Jesus on the Playground

Jesus on the Playground

For International Day of Peace at the public Montessori school my son attends, we had a peace parade this morning. Black, white, and brown kids followed a peace dove puppet down the street to a public park and sang songs about peace on earth. They bowed to one another, in Asian fashion, and pledged to recognize the force for peace in one another. It was a heart warming site on a beautiful fall morning.

I watched much of this from the swing set where Leah and I stood pushing Nora, beside a mom who just happened to have walked her daughter to the park. A young, African-American woman, she noted the language of the peace pledge and said it sounded like what she remembered from church growing up, only without the God language. “I mean, I don’t mean to get religious or anything,” she said, “but I think that stuff is true.”

Indeed. But on International Peace Day, it’s hard for us in the West today to see how any of that stuff connects to Jesus and his church. On the play ground this morning, a post-Christian neighbor helped me to see that the biggest obstacle the church faces may be our history of resisting Christ’s peace.

We have too easily trusted the power of violence over the power of God. Because we have, it’s hard for someone to see how Jesus is behind, in, and throughout International Peace Day or any effort towards peace on earth and good will toward people, for that matter.

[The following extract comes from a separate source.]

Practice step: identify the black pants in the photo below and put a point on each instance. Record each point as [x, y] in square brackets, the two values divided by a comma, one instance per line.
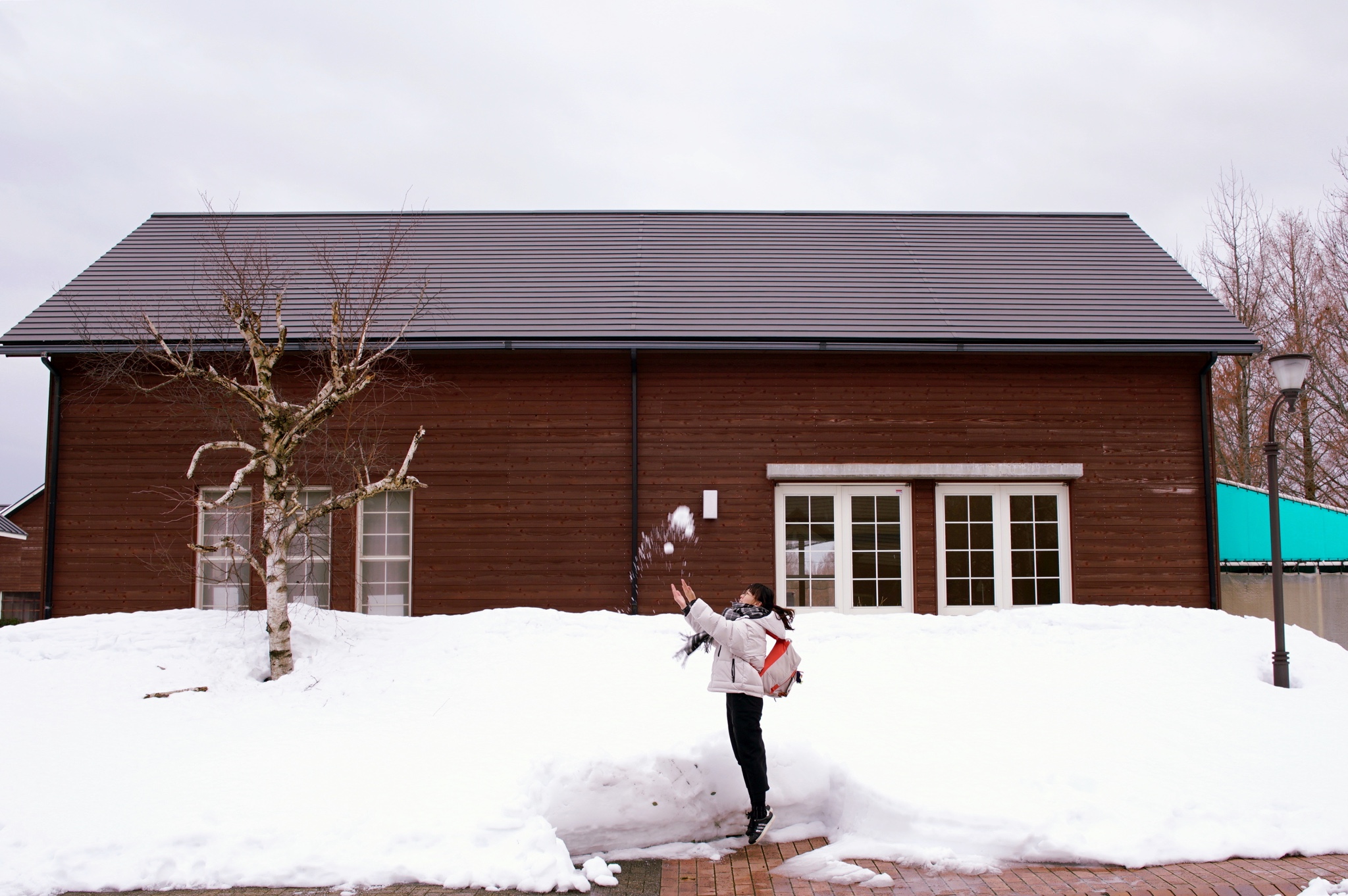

Part of repentance is learning to tell the truth about who we really are.

When Christians gained considerable worldly power, first in the Roman Empire and subsequently in other kingdoms and nation-states, Jesus’ peculiar way of nonviolent love seemed less realistic and, to a growing number of believers, irresponsible. How can any authority both establish the rule of law and turn the other cheek? What decent person who had the power to stop a Hitler would not kill a tyrant to save a whole people? Still, as necessary as violence seemed to many Christians, the conviction that Jesus inaugurated a new era in human history has always meant that Christians have a problem with war. In order to name when war is unjust, and thus not permissible for any Christian, the church developed criteria for a “just war.”

In considerations of the Christian tradition on war and peace, just war is often presented as the majority position over and against the minority stance of pacifism or Christian nonviolence. Such a presentation of church history, however, does not recognize the fact that just war teaching always limited violence to adult men in police or military units. This actually excluded the vast majority of Christians from the use of violence, simply by virtue of their being women, children, clergy, monastics, or everyday citizens not engaged in a just war or police action. What is more, it was assumed for most of the church’s history that participation in acts of violence—even acts deemed ‘just’—was a concession to the ways of the world that no doubt led Christians to sin. The church made provision for repentance and reconciliation—not celebration—when soldiers came home from battle. Even when war seems inevitable, our hope is not in military victory but in the reconciliation of all things through Jesus Christ.

When God’s people hold onto the hope of reconciliation through the peculiar way of the cross, we interrupt the assumptions of a culture of violence. But the truth is that all of us—not just soldiers and police officers—are well practiced in the use of worldly power. Those of us who come from positions of privilege in society lean on the silent power of money and social norms, trusting in systems of control that have favored people who speak our language or share our skin color. At the same time, people who live with their backs against the wall resort to subversive acts of violence, carving out a space for survival by manipulating the fears those who seem to be ‘in control.’ We can see these dynamics at work in local and international political negotiations. And, if we pay attention, we can see the same habits worked out between husbands and wives, parents and children, bosses and co-workers, pastors and congregations.

In the world that is passing away, violence rules. But in the new world that has already begun, Jesus shows us a better way.

In the midst of a ‘war on terror,’ when soldiers are often celebrated as heroes in churches, it can be difficult for anyone—especially American Christians—to remember why we would rather die than kill. But to forget the peculiar witness of Jesus and the martyrs is to forget the ‘new thing’ that the New Testament celebrates as the unique sign of Christ’s resurrection power.

Because Christ is risen from the dead, a people exists that does not live by the power of violence. The church calls those who chose to die rather than kill ‘martyrs’ because they show us the power of Christ’s nonviolent love. We remember these saints as a way of reminding ourselves that no power deserves our allegiance more than the One who raised Jesus from the dead. No way is more trustworthy than the way of nonviolent love.